Fauci has seen many people come together to help fight COVID-19. There’s still work to be done, however.

“Where I would like to see it be is we have this outbreak under control and it is no longer the threat that it is,” Fauci said. “I believe we’re going to get there within this calendar year in the United States, but the problem is a global pandemic requires a global response.

“So it’s a two-phased thing: Get it under control in the United States and be an important part of the effort to control it globally.”

Fauci himself was a product of a liberal arts and sciences education from the College of Holy Cross, from which he graduated with a Bachelor of Arts in classical studies with a pre-med track before making his way to medical school at Cornell University.

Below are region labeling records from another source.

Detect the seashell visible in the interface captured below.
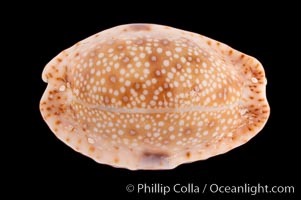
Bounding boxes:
[40,24,270,170]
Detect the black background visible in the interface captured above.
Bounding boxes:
[7,2,300,199]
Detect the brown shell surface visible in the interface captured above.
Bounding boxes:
[40,24,270,170]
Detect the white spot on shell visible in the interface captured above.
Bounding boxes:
[59,85,66,92]
[88,138,95,144]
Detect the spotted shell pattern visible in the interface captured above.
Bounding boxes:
[40,24,270,170]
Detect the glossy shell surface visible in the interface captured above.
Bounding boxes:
[40,24,269,170]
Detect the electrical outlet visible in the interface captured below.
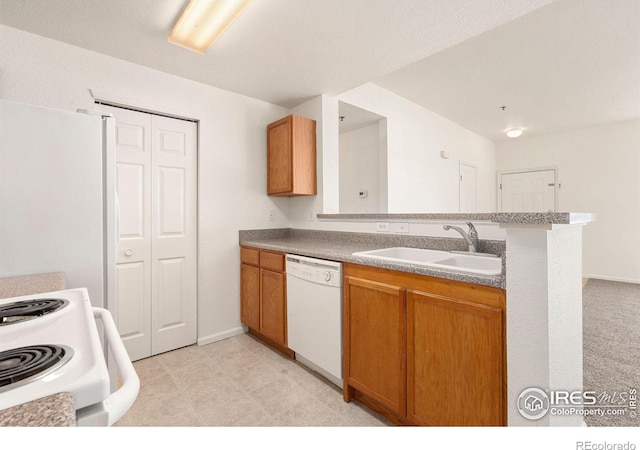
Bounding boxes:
[391,222,409,233]
[376,222,389,233]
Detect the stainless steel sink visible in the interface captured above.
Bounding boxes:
[353,247,502,275]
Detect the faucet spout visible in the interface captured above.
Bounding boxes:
[442,222,478,253]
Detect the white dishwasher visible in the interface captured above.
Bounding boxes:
[286,255,342,388]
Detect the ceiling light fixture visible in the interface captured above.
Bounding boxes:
[507,128,522,137]
[168,0,251,55]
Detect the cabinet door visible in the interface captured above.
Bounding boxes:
[343,277,406,416]
[240,264,260,330]
[407,291,504,426]
[267,120,293,195]
[260,269,287,346]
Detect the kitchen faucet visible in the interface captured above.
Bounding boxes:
[442,222,478,253]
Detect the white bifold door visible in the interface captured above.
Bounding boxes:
[101,106,197,361]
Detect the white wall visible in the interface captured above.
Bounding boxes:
[496,120,640,283]
[338,83,495,213]
[340,123,387,214]
[0,26,289,342]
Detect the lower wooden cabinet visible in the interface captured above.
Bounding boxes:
[343,278,407,414]
[240,247,293,357]
[343,264,506,426]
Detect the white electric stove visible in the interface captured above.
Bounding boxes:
[0,288,140,426]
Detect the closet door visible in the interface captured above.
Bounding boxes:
[110,108,152,361]
[102,103,197,361]
[151,116,197,355]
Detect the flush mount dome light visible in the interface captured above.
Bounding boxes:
[507,128,522,137]
[168,0,251,54]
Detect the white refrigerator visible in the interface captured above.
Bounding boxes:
[0,100,116,317]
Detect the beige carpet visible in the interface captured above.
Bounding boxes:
[582,280,640,426]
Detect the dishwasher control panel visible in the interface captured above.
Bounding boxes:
[286,255,342,287]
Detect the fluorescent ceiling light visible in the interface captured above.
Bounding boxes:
[168,0,251,54]
[507,128,522,137]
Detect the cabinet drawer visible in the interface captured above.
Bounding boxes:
[260,252,284,272]
[240,247,260,266]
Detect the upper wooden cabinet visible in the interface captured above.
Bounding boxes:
[267,114,317,196]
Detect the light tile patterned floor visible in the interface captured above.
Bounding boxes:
[116,334,390,427]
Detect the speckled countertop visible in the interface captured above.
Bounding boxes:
[0,392,76,427]
[239,228,505,289]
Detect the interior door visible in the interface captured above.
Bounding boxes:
[102,106,197,361]
[499,169,556,212]
[151,116,197,355]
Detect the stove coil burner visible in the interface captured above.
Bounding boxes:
[0,345,73,392]
[0,298,69,326]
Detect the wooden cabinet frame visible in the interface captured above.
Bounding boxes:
[240,247,294,358]
[267,114,318,196]
[343,264,507,426]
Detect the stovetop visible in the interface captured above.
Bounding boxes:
[0,298,69,326]
[0,288,110,409]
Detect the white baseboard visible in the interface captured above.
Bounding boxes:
[582,274,640,284]
[198,327,246,346]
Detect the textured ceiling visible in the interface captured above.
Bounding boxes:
[376,0,640,140]
[0,0,640,139]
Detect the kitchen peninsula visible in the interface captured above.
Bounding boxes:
[240,213,594,426]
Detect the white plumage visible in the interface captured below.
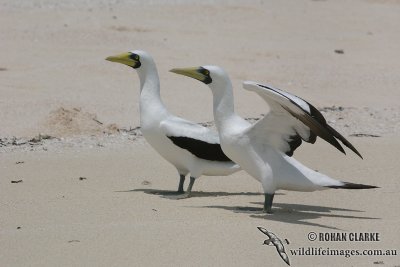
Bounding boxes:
[171,66,375,213]
[107,50,240,198]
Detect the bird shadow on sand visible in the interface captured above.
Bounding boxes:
[116,188,274,198]
[198,202,381,230]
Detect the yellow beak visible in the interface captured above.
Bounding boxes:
[170,67,211,84]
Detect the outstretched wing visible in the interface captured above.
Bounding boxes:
[160,117,232,162]
[243,81,362,158]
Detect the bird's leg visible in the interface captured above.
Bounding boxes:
[169,177,196,199]
[186,177,196,197]
[263,193,275,214]
[177,174,185,194]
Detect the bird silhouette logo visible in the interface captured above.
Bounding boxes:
[257,226,290,266]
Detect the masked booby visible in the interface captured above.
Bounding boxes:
[106,50,240,198]
[171,66,376,213]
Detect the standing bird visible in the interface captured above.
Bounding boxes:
[106,50,240,198]
[171,66,376,213]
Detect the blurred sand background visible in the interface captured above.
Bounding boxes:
[0,0,400,266]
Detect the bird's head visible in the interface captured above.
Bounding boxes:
[106,50,152,69]
[170,66,230,92]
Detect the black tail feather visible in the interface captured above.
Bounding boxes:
[327,182,379,189]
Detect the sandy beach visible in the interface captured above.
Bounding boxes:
[0,0,400,266]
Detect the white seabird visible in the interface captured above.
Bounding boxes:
[106,50,240,198]
[171,66,376,213]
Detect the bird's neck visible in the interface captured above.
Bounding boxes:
[138,64,167,127]
[211,81,236,131]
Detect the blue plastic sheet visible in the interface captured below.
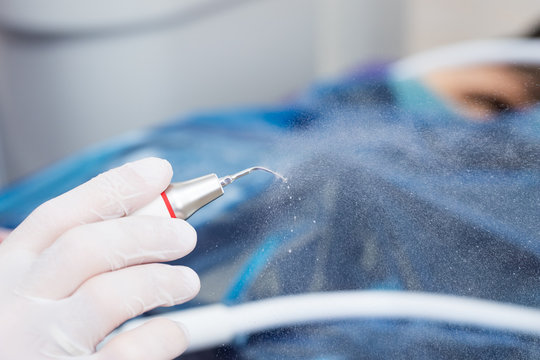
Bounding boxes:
[0,67,540,359]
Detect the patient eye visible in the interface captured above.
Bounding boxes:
[466,94,516,116]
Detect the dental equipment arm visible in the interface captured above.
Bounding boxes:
[119,290,540,352]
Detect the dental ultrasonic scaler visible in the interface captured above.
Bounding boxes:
[133,166,286,220]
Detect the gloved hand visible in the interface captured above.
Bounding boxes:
[0,158,200,360]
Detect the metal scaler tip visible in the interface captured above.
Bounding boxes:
[219,166,287,187]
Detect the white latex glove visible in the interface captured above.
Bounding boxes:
[0,158,200,360]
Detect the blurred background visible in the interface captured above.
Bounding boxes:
[0,0,540,186]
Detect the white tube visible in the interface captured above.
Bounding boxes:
[120,291,540,351]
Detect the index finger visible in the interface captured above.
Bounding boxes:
[6,158,172,252]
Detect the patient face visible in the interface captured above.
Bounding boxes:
[424,65,540,121]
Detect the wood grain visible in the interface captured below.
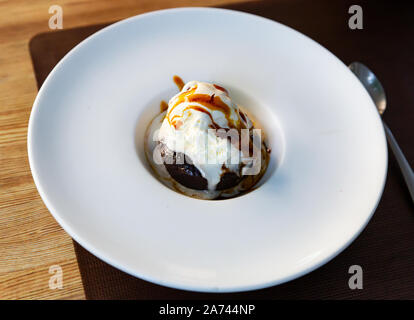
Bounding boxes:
[0,0,256,299]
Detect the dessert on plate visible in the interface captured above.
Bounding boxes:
[145,76,270,199]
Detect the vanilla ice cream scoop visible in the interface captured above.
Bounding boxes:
[158,81,252,190]
[145,77,270,199]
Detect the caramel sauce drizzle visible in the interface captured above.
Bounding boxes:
[213,84,229,95]
[165,75,245,129]
[173,76,184,91]
[160,100,168,113]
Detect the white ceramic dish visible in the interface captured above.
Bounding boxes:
[28,8,387,292]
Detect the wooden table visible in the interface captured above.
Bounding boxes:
[0,0,252,299]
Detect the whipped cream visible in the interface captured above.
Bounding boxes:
[157,81,253,191]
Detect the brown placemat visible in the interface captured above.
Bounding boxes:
[30,0,414,299]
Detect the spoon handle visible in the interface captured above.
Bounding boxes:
[383,122,414,202]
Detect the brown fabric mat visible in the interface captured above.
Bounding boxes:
[30,0,414,299]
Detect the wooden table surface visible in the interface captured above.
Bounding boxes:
[0,0,252,299]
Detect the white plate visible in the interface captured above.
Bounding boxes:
[28,8,387,292]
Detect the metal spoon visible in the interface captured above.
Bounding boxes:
[349,62,414,201]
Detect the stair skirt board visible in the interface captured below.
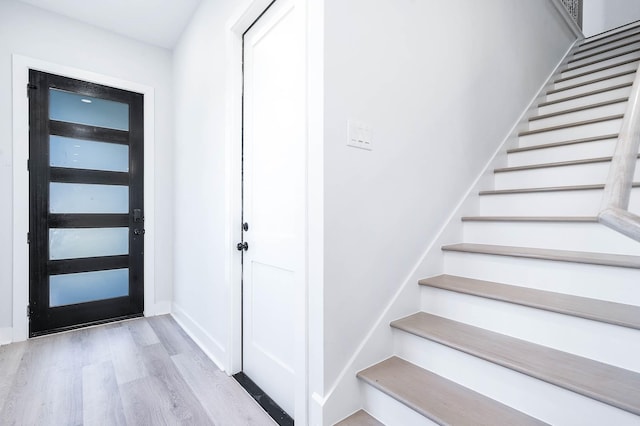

“I think [my degree] prepared me as much, if not more than my scientific training, to be honest with you,” Fauci said. “That sounds somewhat paradoxical, but it’s true.

“I think understanding civilizations, understanding mankind, understanding a variety of aspects about the humanities was as important as the biology that got me to be able to do science, because of understanding the complexity of issues that go into outbreaks, about how humanity responds to outbreaks.”